Lost Planet's multiplayer component received mixed remarks. Reviewers were generally pleased with the game options available to players, but were disappointed that multiplayer was online only, with no opportunity for cooperative play. GamePro criticized the Xbox 360 version's matchmaking system, which would drop all players from a match if the host disconnected. At the time of its release, the PC version suffered from numerous technical glitches, making online play impossible for many players.

Aggregate scores
| Aggregator | Score |
|---|---|
| GameRankings | (X360) 78.56% (PS3) 70.19% (PC) 67.00% |
| Metacritic | (X360) 79/100 (PS3) 67/100 (PC) 66/100 |

Review scores
| Publication | Score |
|---|---|
| 1Up.com | (X360/PS3) C+ (PC) C |
| Eurogamer | (X360) 7/10 (PC) 5/10 |
| GameSpot | (X360) 8.1/10 (PC/PS3) 7/10 |
| GameSpy | (X360) 4/5 (PC/PS3) 3/5 |
| IGN | (X360) 8.5/10 (PC) 5.8/10 (PS3) 5.5/10 |
| VideoGamer.com | (X360/PC) 7/10 (PS3) 6/10 |

===Sales===
The demo for the Xbox 360 version was the second-highest downloaded demo on Xbox Live as of September 2007, and the game was the 10th-most played game on the online service in 2007. The Xbox 360 version was a best-seller in North America and the UK, and was the highest-selling Xbox 360 game in the United States in January 2007 with 329,000 units sold. Capcom shipped a million units of the game worldwide by January 17, 2007, and by the end of March 2007, it had sold 1.37 million units. A year after its release, the Japanese Xbox 360 version had sold 61,555 units and was the 10th-highest selling Xbox 360 game in the region. The PlayStation 3 version was a best-seller in Japan and North America, and entered the British sales charts at position 34 the week of its release. The North American version received a boost in sales in December 2008 when Amazon offered a sale on the title. Both console versions were popular titles on American video game rental company GameFly, with the Xbox 360 version the service's number one rental across all platforms for a time in early 2007. The PC version placed on the list of top 5 sellers in Japan. The combined sales for both versions of Lost Planet are of 2.8 million units.

===Awards===
IGN gave the Xbox 360 version their Editor's Choice award, and it won the award for best Xbox 360 game at the Leipzig Games Convention. It
ved 1UP.com's award for best action game at the Electronic Entertainment Expo (E3) video game convention in 2006, and an "Award for Excellence" at the 2007 Japan Game Awards. The game's marketing campaign won several awards at the 2007 MI6 awards show hosted by the Association of Electronic Interactive Marketers, including the "Gold" award for its limited edition packaging and "Silver" awards for its promotional poster and theatrical trailer. Lost Planet's audio was nominated for Best Cinematic/Cut-Scene Audio and Sound Design of the Year at the Game Audio Network Guild's 2007 ceremony, but lost both awards to Gears of War.

==Legacy==

=== Mobile version ===
Lost Planet received a mobile port for phones using the Brew 3.1 Operating system and released on December 21, 2006.

===Sequels===
Lost Planet 2 was released and was available for purchase in May 2010. A spin-off titled E.X. Troopers was released in October 2012 in Japan. The third main game titled Lost Planet 3 was released in August 2013.

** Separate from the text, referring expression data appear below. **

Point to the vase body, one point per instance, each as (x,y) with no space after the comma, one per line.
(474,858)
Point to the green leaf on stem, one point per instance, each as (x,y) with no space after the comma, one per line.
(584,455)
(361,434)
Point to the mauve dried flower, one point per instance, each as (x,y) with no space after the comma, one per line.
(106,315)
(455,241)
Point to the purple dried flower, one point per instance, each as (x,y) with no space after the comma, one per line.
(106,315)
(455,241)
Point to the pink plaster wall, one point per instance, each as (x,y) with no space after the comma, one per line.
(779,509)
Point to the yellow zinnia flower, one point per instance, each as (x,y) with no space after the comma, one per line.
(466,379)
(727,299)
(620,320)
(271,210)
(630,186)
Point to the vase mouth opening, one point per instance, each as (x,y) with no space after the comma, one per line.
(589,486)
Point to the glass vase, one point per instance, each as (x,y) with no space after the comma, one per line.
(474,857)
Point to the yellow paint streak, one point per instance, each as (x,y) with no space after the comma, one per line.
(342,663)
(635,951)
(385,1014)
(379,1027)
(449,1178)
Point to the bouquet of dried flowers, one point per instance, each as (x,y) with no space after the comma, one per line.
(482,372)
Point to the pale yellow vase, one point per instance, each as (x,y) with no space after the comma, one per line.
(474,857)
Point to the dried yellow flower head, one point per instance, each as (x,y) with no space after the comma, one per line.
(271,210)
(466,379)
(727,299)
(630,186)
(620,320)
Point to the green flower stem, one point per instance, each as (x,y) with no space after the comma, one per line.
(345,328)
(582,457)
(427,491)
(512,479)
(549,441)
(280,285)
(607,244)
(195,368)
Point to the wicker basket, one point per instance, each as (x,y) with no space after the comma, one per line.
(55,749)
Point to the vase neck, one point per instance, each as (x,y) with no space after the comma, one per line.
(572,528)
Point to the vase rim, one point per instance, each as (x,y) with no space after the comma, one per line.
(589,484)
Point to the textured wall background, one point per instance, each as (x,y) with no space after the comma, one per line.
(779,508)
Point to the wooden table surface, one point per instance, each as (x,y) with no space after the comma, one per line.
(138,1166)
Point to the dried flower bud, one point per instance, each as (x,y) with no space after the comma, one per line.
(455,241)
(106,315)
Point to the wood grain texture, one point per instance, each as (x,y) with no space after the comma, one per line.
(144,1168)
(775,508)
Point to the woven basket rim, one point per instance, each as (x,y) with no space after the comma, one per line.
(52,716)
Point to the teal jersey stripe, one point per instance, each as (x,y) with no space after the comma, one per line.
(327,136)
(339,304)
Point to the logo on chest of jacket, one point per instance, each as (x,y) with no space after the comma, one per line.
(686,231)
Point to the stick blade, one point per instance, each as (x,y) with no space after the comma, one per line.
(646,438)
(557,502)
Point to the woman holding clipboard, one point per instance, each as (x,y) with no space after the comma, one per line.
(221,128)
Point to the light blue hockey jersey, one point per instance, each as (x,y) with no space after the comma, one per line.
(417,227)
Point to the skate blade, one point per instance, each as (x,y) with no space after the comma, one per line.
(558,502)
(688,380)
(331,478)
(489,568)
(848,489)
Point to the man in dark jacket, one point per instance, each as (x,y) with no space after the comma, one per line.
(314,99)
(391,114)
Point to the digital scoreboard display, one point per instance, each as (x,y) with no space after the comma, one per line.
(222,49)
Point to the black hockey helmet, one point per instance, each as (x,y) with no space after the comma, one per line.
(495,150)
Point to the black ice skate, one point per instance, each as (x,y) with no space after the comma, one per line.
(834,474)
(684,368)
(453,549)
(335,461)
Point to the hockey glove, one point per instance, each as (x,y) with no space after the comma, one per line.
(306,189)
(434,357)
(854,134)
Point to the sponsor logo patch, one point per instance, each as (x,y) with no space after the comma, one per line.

===Appearances in other games===
One of the mech-suits, PTX-40A, appears as a playable character in Tatsunoko vs. Capcom, as one of the two largest characters in the game. There is also an unlockable mini-game set in the Lost Planet universe, where the PTX-40A, Ryu (from the Street Fighter series), Ken the Eagle (from Science Ninja Team Gatchaman) and Tekkaman Blade battle Akrids through several stages.